Elizabeth Bird is currently New York Public Library's Youth Materials Collections Specialist. She has served on Newbery, written for Horn Book, and has done other lovely little things that she'd love to tell you about but that she's sure you'd find more interesting to hear of in person. Her opinions are her own and do not reflect those of NYPL, SLJ, or any of the other acronyms you might be able to name. Follow her on Twitter: @fuseeight.

Comments

  1. DaNae says:

    My favorite Wilder. Anyone else’s hands feel raw? All those corn husks.

  2. rams says:

    Glad there are more Long Winter fans (pssst — hay, not corn husks.) Also the book where Ma really shines. To a child, Ma is the spoilsport and Pa is the Master of Revels. Here, however, Pa actually has a mini-breakdown, leaping up to shout at a blizzard, while Ma sets a daily routine that acts as a splint to hobble everyone through till spring .Anyone looking for something to object to will have to settle for Almanzo rubbing snow on frostbite…

  3. Louise says:

    I still remember reading this on the beach at my grandparents’ summer camp, in the middle of July, and shivering. The writing is so vivid!

    I agree, rams – Ma is definitely the heroine of this story.

  4. Erika says:

    A relative gave my daughter The Long Winter a few years ago–except she gave the new edition, with that horrible cover and no Williams illustrations inside. I gave it away when we moved and bought her the real one.

    What were they thinking? That cover has nothing to do with the plot or mood of the book–and if you look closely, it looks like the girls are wearing cotton dresses, which they probably wouldn’t have been.

  5. Betsy says:

    Once I had a toddler and two infants in the house, I began dreading my own “long winters.” I’d always remember Ma and buckle down to the work at hand :-)

  6. Sondy says:

    This was my husband’s favorite of the Wilder books as a kid (which I hadn’t read). He read them aloud to our son and talked about how Almanzo and Cap “save the town.” I was real disappointed to find out they just did it for money, and they could have used their own seed corn if they were going to save the town! But I still really enjoyed him reading it every night. That was one I couldn’t stand to miss.

  7. Oh, my goodness! These posts are making me want to reread these books (not just the Little House series, but the other books in the polls as well), and I really can’t do that right now.

  8. Genevieve says:

    I don’t think it was as bad as that, Sondy – Almanzo didn’t want to use his own seed corn if he had another option, because without it to plant in the spring, he’d have nothing to farm. But he still went out with Cap to find food for people in town who were going without, and he didn’t have to do that, since he had enough to eat for the winter. I don’t think he did it for the money at all (in fact, I thought they didn’t end up taking any money for it?).
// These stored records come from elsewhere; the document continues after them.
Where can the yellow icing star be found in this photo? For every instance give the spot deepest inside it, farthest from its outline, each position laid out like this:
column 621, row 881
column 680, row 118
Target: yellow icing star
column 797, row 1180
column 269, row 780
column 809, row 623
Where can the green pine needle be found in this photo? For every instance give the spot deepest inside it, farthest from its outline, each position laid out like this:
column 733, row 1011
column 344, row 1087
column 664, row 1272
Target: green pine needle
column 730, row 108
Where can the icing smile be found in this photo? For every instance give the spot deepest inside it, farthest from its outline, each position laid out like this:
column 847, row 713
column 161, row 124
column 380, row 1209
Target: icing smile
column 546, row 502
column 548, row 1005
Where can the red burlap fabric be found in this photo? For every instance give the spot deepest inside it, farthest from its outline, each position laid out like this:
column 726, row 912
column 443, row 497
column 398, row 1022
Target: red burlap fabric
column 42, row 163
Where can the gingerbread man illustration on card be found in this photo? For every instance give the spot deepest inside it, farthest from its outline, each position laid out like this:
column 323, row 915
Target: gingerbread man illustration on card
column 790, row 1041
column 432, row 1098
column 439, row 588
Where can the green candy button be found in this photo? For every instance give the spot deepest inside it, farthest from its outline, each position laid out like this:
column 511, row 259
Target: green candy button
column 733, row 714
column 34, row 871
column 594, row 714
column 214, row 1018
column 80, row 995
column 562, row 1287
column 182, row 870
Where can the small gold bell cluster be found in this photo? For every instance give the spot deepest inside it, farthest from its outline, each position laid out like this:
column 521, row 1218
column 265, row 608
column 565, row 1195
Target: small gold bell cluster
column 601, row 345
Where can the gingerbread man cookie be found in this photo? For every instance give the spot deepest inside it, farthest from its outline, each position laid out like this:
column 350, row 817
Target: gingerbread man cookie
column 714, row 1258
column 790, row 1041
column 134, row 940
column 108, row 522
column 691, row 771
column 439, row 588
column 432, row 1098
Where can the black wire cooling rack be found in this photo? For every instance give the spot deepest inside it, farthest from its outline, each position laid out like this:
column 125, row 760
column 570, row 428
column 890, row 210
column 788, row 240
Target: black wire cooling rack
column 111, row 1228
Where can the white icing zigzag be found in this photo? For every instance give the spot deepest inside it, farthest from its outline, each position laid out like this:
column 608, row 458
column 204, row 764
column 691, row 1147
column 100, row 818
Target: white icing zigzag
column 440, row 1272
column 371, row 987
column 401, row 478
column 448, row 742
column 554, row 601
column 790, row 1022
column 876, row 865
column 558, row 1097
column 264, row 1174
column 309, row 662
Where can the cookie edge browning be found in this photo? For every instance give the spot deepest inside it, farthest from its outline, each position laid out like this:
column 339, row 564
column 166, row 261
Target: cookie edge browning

  9. Oh, it didn’t make the last list? It was one of my favorites of the series, too! (This and On the Banks of Plum Creek). I didn’t vote for any Wilders either time, but if I HAD, I would have given this one the boost!

  10. Genevieve says:

    Always my favorite of the series, definitely.

  11. Jeanne says:

    Helen Sewell did the illustration in the top edition. I like her stuff. She did illustrations for a lot of my favorite books.